Tomorrow, I turn 41.

Today, I sit in the chasm between two possible lives, both of which I’ve lived before.

One was defined by being painfully average – so sad about my middle class life that I had to blog about it daily just to justify it, resenting that my special brain isn’t being put to use in some high concept design or writing role, depression about the possibility of whatever work I want to create being ignored and hated — which I then drown out with my vices (games, food, booze and masturbation), all the while trickling out just enough work to keep just enough people giving me just enough praise to feed the bottomless validation monster inside me, both in my career and online.

The other life I’ve lived was one where I became enlightened to all of these things, unafraid to do the hard work to make things that matter, replacing praise-based validation with the wildly more powerful validation of a job well done. Focusing on the three corners of the trinity, work, writing, working out: mind, body, and soul in alignment to push forward out of whatever mire I am in, allowing external to be external and being solidly in touch with the internal.

Right now, I am taking a break from staring at a blank page in my word processor, watching the cursor blink on and off and on again, trying to make words appear by willing them into existence. Occasionally, I do, and they’re crap. I delete them and start again. This has been the situation for a week and some days now. I’ve taken it VERY seriously. I have not given up. I have not retreated to video games, booze, weed, or masturbation to delay or ignore the fact that there’s a hard job sitting before me, and if I want to have another volume of my book out in the world, I’ve got to start hammering keys and producing work.

But goddammit, it’s hard. I want to look away and then back and see before me a perfect, polished, completely perfect manuscript. I look away; I look back.

Blank screen. Blinking cursor.

I cannot run from who I am, and I cannot be who I’m not. I am predisposed to laziness, sloth, indulgence and gluttony. I LOVE those things. I really, really do.

But I love looking at something I’ve made and knowing I did something worth doing more. The problem is, the cost of the first batch of things is so low, it makes the cost of doing the work look insane by comparison.

Drink, smoke, eat, play games, fuck around, and have fun

versus

Give up hours, days, weeks, months, parties, get-togethers, hangouts, social life, and in some cases friendships in order to put the necessary time into making things I want to make, on a schedule that is somewhere short of “maybe someday.”

 

And that’s where I get confused and begin thinking about retreat. With the world spinning out of control and all kinds of external chaos taking place my old brain is showing up more and more. It wants to mask pain with jokes on my blog and video games and food and booze. It wants to retreat to what it knows will numb me in times of pain.

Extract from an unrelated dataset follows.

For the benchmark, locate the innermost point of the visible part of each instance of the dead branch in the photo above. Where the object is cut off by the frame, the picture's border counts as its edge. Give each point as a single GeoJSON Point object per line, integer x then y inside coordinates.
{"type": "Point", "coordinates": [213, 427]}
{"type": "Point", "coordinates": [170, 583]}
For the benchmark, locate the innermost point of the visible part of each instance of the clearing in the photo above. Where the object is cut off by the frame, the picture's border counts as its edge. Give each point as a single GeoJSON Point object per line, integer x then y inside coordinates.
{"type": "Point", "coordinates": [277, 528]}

Problem is, my new brain knows it doesn’t work at all. In fact it makes it worse by delaying the inevitable. And what’s more, there’s the added frosting of guilt for not using the time I have to make the work I know I need to make on the lazy cake I’d be baking for myself.

My new brain knows that the first step to getting better is to stop making it worse. The second is to do the work, day by day, hour by hour, second by second if need be.

I have a good job. I have a great girlfriend. We have a nice house, excellent dogs and cats, and a cool game room. There’s food in the fridge and I take hot showers daily. I want to disappear into that, like I did when I first got restabilized after everything fell apart. But the time for taking comfort in the mere fact there was comfort to be taken is over. It’s time to work.

But dammit, I would be lying if I didn’t say I don’t want to.

Tomorrow, I turn 41. I very likely have more years behind me than I do ahead of me. I have lived a pretty nutso life, and I have done some really cool stuff with it. But I’ve wasted more days than I’ve put to good use, by my count.

But here I sit, staring at that blank page with a cursor going blink. blink. blink. blink.

Type a few words; delete those few words.

Blink. Blink. Blink.

But that’s the work. It’s been this way with every book I’ve ever written. It always starts this way. With every blink of the cursor, I find myself staring at my own will, wondering who will blink first.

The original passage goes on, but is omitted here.